ECLI:NL:CRVB:2022:390
Centrale Raad van Beroep
- Hoger beroep
- Rechtspraak.nl
Verzoek om herziening van een uitspraak over arbeidsongeschiktheidsverzekering niet-ontvankelijk verklaard wegens onredelijke termijn
In deze zaak heeft appellant hoger beroep ingesteld tegen de uitspraak van de rechtbank Amsterdam van 4 februari 2021, waarin zijn verzoek om herziening van een eerdere uitspraak niet-ontvankelijk werd verklaard. De Centrale Raad van Beroep heeft op 17 februari 2022 uitspraak gedaan. Appellant had eerder een verzoek ingediend om een besluit van 23 juli 1996 over zijn recht op een uitkering op grond van de Wet op de arbeidsongeschiktheidsverzekering te herzien. Dit verzoek was ongegrond verklaard door het Uwv, waarna appellant beroep aantekende bij de rechtbank. De rechtbank verklaarde dit beroep niet-ontvankelijk omdat appellant geen gronden van beroep had ingediend.
Appellant heeft vervolgens op 14 juli 2020 de rechtbank verzocht om herziening van de uitspraak van 10 augustus 2018, met de motivatie dat zijn rechten waren ontnomen. De rechtbank heeft dit verzoek afgewezen, wat appellant ertoe bracht om hoger beroep in te stellen. De Centrale Raad van Beroep overweegt dat op grond van artikel 8:119 van de Algemene wet bestuursrecht een herzieningsverzoek niet-ontvankelijk kan worden verklaard als het onredelijk laat is ingediend.
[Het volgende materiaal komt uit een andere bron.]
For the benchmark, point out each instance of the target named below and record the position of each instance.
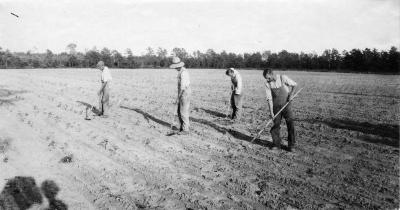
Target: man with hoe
(104, 92)
(236, 95)
(279, 89)
(184, 94)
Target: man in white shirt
(184, 94)
(236, 96)
(279, 88)
(104, 92)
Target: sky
(231, 25)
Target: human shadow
(90, 107)
(363, 94)
(148, 116)
(22, 193)
(382, 130)
(236, 134)
(214, 113)
(50, 191)
(4, 93)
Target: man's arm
(103, 85)
(271, 108)
(269, 100)
(291, 84)
(238, 89)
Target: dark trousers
(104, 101)
(236, 104)
(183, 111)
(275, 130)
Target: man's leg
(288, 115)
(185, 112)
(275, 131)
(233, 106)
(179, 114)
(238, 105)
(101, 103)
(106, 101)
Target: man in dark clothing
(237, 90)
(279, 89)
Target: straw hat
(100, 64)
(176, 63)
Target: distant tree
(117, 58)
(130, 59)
(106, 56)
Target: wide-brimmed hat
(100, 64)
(176, 63)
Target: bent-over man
(279, 89)
(184, 94)
(104, 92)
(236, 95)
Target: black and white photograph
(199, 104)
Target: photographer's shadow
(22, 193)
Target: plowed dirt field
(347, 154)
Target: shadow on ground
(22, 192)
(382, 130)
(7, 96)
(214, 113)
(362, 94)
(89, 107)
(236, 134)
(148, 116)
(221, 129)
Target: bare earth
(347, 132)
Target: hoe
(271, 120)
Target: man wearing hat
(104, 92)
(184, 94)
(279, 89)
(236, 95)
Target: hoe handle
(271, 120)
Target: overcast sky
(231, 25)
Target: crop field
(347, 154)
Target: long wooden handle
(271, 120)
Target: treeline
(367, 60)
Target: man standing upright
(236, 95)
(279, 89)
(104, 92)
(184, 94)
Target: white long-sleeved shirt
(237, 84)
(183, 79)
(277, 84)
(106, 75)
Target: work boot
(275, 148)
(183, 133)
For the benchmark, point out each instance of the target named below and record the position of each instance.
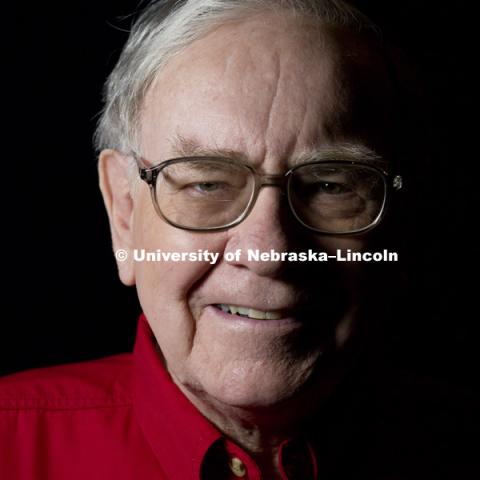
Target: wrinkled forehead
(279, 76)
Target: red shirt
(120, 418)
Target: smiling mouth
(253, 313)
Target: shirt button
(237, 467)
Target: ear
(113, 170)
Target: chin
(260, 385)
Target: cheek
(164, 286)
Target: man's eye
(332, 188)
(206, 187)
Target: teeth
(250, 312)
(258, 314)
(273, 315)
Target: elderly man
(231, 128)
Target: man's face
(269, 90)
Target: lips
(253, 313)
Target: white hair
(166, 27)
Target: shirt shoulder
(97, 383)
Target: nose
(269, 227)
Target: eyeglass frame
(150, 174)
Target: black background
(62, 299)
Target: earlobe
(113, 170)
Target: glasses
(329, 197)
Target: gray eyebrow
(355, 152)
(183, 147)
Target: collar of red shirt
(185, 442)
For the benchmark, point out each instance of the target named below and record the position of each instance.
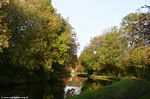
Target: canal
(54, 89)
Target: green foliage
(121, 51)
(124, 89)
(105, 52)
(4, 32)
(40, 37)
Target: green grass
(124, 89)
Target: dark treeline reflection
(52, 90)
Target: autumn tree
(40, 38)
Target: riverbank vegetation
(124, 89)
(36, 43)
(121, 51)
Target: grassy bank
(124, 89)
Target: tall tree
(40, 37)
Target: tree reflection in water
(52, 90)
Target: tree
(136, 29)
(40, 38)
(4, 32)
(104, 53)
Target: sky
(90, 18)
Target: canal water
(55, 89)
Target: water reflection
(54, 89)
(51, 90)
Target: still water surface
(55, 89)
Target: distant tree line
(123, 50)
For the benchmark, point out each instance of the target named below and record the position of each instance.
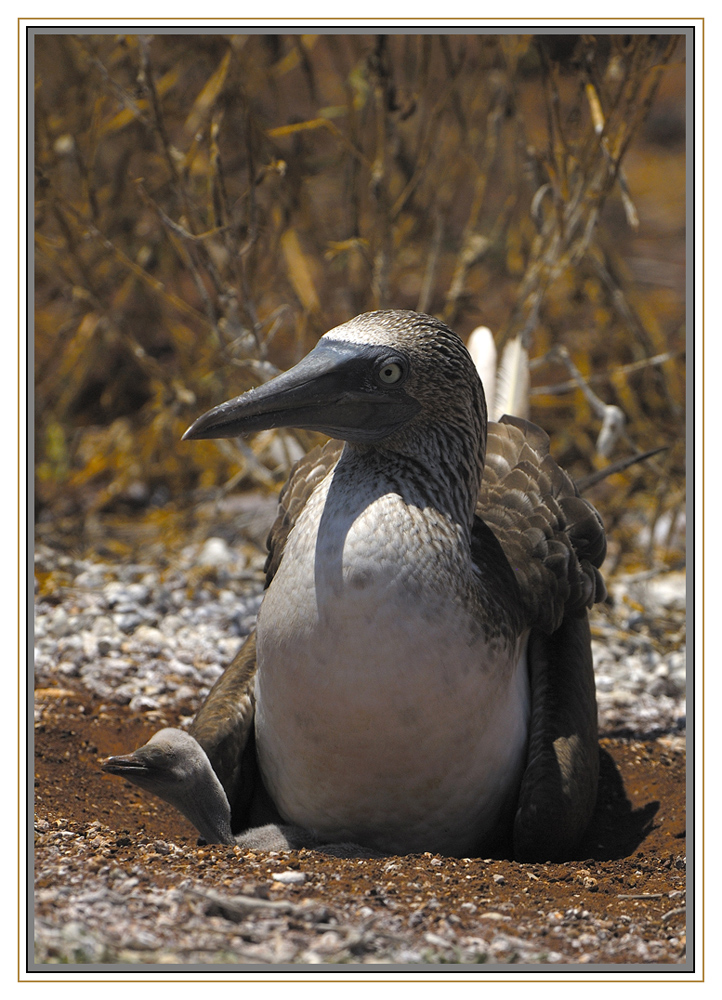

In dit geval was het verzoek meer dan een jaar na de datum van openbaarmaking van de uitspraak ingediend, zonder dat er nieuwe feiten of omstandigheden waren gesteld.
De Raad concludeert dat het verzoek om herziening onredelijk laat is ingediend en vernietigt de aangevallen uitspraak. Het verzoek van appellant wordt alsnog niet-ontvankelijk verklaard en het betaalde griffierecht zal worden terugbetaald. Er is geen aanleiding voor een veroordeling in de proceskosten.